As an aside, there's nothing special about frozenset, even creating a set from a set has O(n) time complexity:

for i in [10**5, 10**6, 10**7]:
    a = set(range(i))
    %timeit set(a)

100 loops, best of 3: 3.33 ms per loop
10 loops, best of 3: 30.2 ms per loop
1 loop, best of 3: 421 ms per loop   
4
Chris Bouchard On

While the complexity doesn't change, the runtime is different depending whether the input to the frozenset initializer is an iterator, list, tuple, or set.

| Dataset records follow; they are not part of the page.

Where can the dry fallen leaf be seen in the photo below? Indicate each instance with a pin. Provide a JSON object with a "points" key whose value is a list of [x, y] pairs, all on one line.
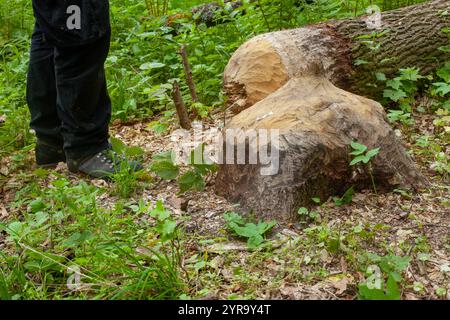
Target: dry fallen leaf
{"points": [[3, 212]]}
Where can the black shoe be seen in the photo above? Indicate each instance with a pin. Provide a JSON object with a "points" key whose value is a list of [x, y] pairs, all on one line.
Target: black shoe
{"points": [[48, 155], [102, 165]]}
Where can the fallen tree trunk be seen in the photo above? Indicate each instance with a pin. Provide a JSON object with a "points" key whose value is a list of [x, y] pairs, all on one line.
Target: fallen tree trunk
{"points": [[293, 81], [408, 37]]}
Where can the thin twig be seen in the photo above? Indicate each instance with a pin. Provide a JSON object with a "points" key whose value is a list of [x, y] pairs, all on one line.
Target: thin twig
{"points": [[181, 108]]}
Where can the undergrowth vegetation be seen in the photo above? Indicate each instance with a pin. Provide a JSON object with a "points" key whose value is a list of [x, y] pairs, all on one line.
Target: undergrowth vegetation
{"points": [[60, 238]]}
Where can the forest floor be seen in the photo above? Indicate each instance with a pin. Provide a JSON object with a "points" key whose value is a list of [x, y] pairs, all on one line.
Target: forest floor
{"points": [[302, 259]]}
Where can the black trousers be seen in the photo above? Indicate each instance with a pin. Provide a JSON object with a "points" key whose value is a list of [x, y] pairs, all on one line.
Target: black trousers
{"points": [[67, 95]]}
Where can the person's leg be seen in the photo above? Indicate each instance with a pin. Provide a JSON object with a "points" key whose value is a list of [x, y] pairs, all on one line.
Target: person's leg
{"points": [[84, 106], [41, 99]]}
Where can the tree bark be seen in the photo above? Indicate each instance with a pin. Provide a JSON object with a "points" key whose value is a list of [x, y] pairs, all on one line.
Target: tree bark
{"points": [[296, 82], [183, 115], [408, 37]]}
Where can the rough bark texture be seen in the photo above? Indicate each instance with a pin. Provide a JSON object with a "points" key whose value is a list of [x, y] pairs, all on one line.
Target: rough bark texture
{"points": [[294, 81], [266, 62], [183, 115]]}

I ran the following shell script in ZSH:

for i in 5 6 7
do
    for f in '' 'list' 'tuple' 'set'
    do
        echo "i=$i f=$f"
        python -m timeit -s "x=$f(range(10**$i))" 'frozenset(x)'
    done
done

Which produced the following results on my laptop using Python 3.11.2:

i=5 f=
100 loops, best of 5: 2.37 msec per loop
i=5 f=list
200 loops, best of 5: 1.31 msec per loop
i=5 f=tuple
200 loops, best of 5: 1.41 msec per loop
i=5 f=set
500 loops, best of 5: 609 usec per loop
i=6 f=
10 loops, best of 5: 25.6 msec per loop
i=6 f=list
20 loops, best of 5: 14.4 msec per loop
i=6 f=tuple
20 loops, best of 5: 14.5 msec per loop
i=6 f=set
50 loops, best of 5: 5.97 msec per loop
i=7 f=
1 loop, best of 5: 256 msec per loop
i=7 f=list
2 loops, best of 5: 144 msec per loop
i=7 f=tuple
2 loops, best of 5: 148 msec per loop
i=7 f=set
5 loops, best of 5: 76.4 msec per loop

It was consistently fastest to initialize the frozenset from an input set; initializing from a list and tuple were about tied; and initializing directly from the range iterator was slowest (probably because it was including the iteration, which happened during setup for the others).

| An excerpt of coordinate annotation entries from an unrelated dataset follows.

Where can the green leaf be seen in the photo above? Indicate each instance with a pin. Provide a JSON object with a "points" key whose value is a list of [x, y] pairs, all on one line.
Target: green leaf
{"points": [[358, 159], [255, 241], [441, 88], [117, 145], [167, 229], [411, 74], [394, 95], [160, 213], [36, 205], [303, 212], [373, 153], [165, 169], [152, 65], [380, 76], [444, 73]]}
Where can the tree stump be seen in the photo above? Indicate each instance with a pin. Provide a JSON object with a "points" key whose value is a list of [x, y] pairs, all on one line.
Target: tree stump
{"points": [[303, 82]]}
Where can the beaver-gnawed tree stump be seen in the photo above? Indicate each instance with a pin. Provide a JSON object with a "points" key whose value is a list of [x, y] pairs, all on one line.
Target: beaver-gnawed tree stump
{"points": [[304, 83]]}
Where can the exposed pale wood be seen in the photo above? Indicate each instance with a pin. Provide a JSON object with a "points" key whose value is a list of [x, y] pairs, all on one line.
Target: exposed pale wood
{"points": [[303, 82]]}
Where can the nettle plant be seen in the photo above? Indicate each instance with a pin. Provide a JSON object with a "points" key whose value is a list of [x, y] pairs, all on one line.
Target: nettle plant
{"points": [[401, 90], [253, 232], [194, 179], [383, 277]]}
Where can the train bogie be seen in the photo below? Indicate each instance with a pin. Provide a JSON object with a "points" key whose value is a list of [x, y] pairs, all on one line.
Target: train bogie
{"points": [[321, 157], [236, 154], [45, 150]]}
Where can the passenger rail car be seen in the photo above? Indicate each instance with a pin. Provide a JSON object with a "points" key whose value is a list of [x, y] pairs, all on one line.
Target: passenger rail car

This indicates to me that frozenset might be able to reuse more of the state of a set—even if it has to make a copy to remain immutable. For other iterable types, frozenset may have to build its state from scratch.

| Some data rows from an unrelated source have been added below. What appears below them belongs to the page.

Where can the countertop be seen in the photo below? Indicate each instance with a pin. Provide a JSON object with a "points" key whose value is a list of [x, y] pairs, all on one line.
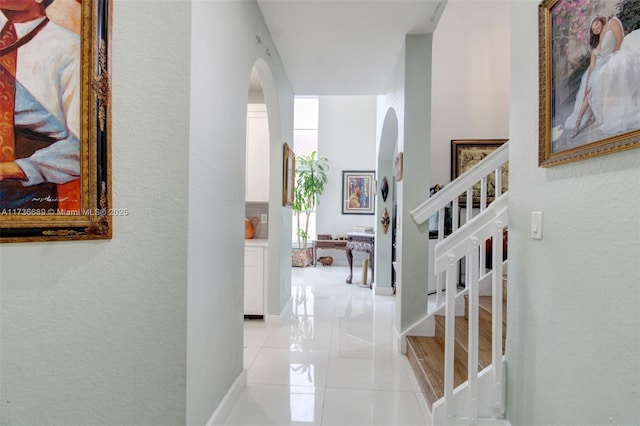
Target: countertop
{"points": [[256, 242]]}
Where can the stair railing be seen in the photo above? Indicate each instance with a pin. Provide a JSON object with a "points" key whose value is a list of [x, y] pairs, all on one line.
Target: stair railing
{"points": [[488, 220], [467, 242], [477, 179]]}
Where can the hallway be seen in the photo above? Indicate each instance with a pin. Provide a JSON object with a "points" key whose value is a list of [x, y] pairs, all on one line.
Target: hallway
{"points": [[333, 364]]}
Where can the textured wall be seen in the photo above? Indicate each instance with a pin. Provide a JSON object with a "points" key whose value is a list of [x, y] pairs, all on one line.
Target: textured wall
{"points": [[94, 332], [573, 343]]}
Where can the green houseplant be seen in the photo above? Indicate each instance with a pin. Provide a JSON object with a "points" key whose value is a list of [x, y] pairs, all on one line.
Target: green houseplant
{"points": [[311, 178]]}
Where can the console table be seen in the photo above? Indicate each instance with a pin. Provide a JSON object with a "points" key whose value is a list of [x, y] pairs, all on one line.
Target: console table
{"points": [[359, 241], [326, 244]]}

One of the comments suggested that it might just be that a set's iterator is faster than the iterator for a tuple or list. Here's the same script, but this time simply iterating rather than building a frozenset:

for i in 5 6 7
do
    for f in '' 'list' 'tuple' 'set'
    do
        echo "i=$i f=$f"
        python -m timeit -s "x=$f(range(10**$i))" 'for _ in x: pass'
    done
done

And here are the results:

i=5 f=
200 loops, best of 5: 1.52 msec per loop
i=5 f=list
500 loops, best of 5: 419 usec per loop
i=5 f=tuple
1000 loops, best of 5: 359 usec per loop
i=5 f=set
500 loops, best of 5: 688 usec per loop
i=6 f=
20 loops, best of 5: 15 msec per loop
i=6 f=list
50 loops, best of 5: 4.34 msec per loop
i=6 f=tuple
100 loops, best of 5: 3.64 msec per loop
i=6 f=set
50 loops, best of 5: 6.3 msec per loop
i=7 f=
2 loops, best of 5: 147 msec per loop
i=7 f=list
5 loops, best of 5: 43.5 msec per loop
i=7 f=tuple
5 loops, best of 5: 38.1 msec per loop
i=7 f=set
5 loops, best of 5: 58.4 msec per loop

(Note: This was run on a different machine than the previous result, so the absolute numbers are probably not comparable. I did test to make sure the previous result still holds. All we care about in the following are the relative results.)

Simply iterating over a set was significantly slower than iterating over a list or a tuple. That makes complete sense to me—lists and tuples are backed by arrays, so you really can't do much better for iterating.

Even if sets are also stored as arrays, they'll be sparse due to hashing. Python presumably either keeps a separate internal list for iteration, or skips the empty slots.

Yet, despite being slower to iterate, it's still faster to initialize a frozenset from a set.